Ukraina. Szef MSZ podał się do dymisji
4 września 2024Rada Najwyższa Ukrainy otrzymała oświadczenie ministra spraw zagranicznych Dmytro Kułeby o rezygnacji i niebawem rozpatrzy ten wniosek – potwierdził w środę (4.09.2024) w mediach społecznościowych przewodniczący ukraińskiego parlamentu Rusłan Stefanczuk.
43-letni Kułeba pełni swoją funkcję od 2020 roku. Jest niezwykle popularny w swoim kraju i cieszy się uznaniem za granicą. Od początku rosyjskiej inwazji na Ukrainę w 2022 roku wielokrotnie zabiegał za granicą o wsparcie dla swojego kraju i prowadził kampanię na rzecz sankcji przeciwko Moskwie.
Jego rezygnacja ma związek z ogłoszoną we wtorek wieczorem (3.09.2024) przez prezydenta Ukrainy Wołodymyra Zełenskiego szeroką rekonstrukcją rządu. Do dymisji podali się już m.in. ministrowie odpowiedzialni za przemysł obronny, wymiar sprawiedliwości i ochronę środowiska. Według agencji ze stanowiska ma odejść także odpowiedzialny za sprawy prywatyzacji szef Funduszu Mienia Państwowego, a także zastępczynie premiera Olha Stefaniszyna (odpowiedzialna za integrację europejską) oraz Iryna Wereszczuk (sprawy uchodźców).

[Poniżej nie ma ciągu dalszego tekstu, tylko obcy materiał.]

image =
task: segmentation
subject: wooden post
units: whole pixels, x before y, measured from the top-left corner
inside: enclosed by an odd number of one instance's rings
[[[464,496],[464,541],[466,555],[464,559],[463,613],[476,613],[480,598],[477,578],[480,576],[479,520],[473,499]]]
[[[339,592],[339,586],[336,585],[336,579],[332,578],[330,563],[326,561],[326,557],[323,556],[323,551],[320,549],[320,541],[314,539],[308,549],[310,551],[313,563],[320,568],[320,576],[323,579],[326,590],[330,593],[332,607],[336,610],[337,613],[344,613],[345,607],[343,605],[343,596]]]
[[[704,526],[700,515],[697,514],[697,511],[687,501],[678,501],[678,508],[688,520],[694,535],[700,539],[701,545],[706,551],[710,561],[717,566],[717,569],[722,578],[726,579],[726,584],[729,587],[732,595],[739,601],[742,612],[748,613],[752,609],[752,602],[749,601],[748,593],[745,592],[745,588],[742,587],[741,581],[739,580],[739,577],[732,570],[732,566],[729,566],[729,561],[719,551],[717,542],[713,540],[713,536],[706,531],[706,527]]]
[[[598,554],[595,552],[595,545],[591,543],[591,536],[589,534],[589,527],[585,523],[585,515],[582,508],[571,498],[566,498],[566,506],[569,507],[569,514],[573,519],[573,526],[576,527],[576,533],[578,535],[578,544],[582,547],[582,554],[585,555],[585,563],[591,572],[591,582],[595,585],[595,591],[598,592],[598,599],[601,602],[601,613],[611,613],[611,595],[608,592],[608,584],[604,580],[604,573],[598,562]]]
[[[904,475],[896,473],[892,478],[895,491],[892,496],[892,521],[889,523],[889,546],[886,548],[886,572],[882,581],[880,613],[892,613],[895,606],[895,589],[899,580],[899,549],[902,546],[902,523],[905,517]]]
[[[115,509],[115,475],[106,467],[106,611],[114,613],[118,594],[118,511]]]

Rosyjskie ataki na Połtawę i Lwów
Przebudowę rządu ogłoszono akurat w dniu ciężkiego rosyjskiego ataku rakietowego na Połtawę w środkowo-wschodniej Ukrainie. Zginęło w nim co najmniej 51 osób, a 271 zostało rannych. Zniszczony został budynek Wojskowego Instytutu Telekomunikacji i Informatyzacji. Wiele ofiar to żołnierze. Przypuszcza się, że rosyjska armia wykorzystała w ataku na Połtawę rakiety Iskander. Po ataku prezydent Zełenski ponowił apel do Zachodu o jak najszybszą zgodę na użycie dostarczonej Ukrainie broni przeciwko celom wojskowym na terytorium Rosji. – Rosyjskie ataki staną się niemożliwe, jeśli będziemy w stanie zniszczyć wyrzutnie sił okupacyjnych tam, gdzie się znajdują, a także rosyjskie lotniska wojskowe i logistykę – powiedział Zelenski w swoim codziennym wystąpieniu wideo.
W nocy z wtorku na środę rosyjskie bomby spadły na Lwów w zachodniej Ukrainie. Według władz zginęło co najmniej siedem osób, a ponad 40 zostało rannych. Wśród ofiar było troje dzieci, poinformował minister spraw wewnętrznych Ihor Kłymenko na kanaleTelegram. Uszkodzonych zostało kilka budynków mieszkalnych, szkół i placówek medycznych w historycznym centrum Lwowa.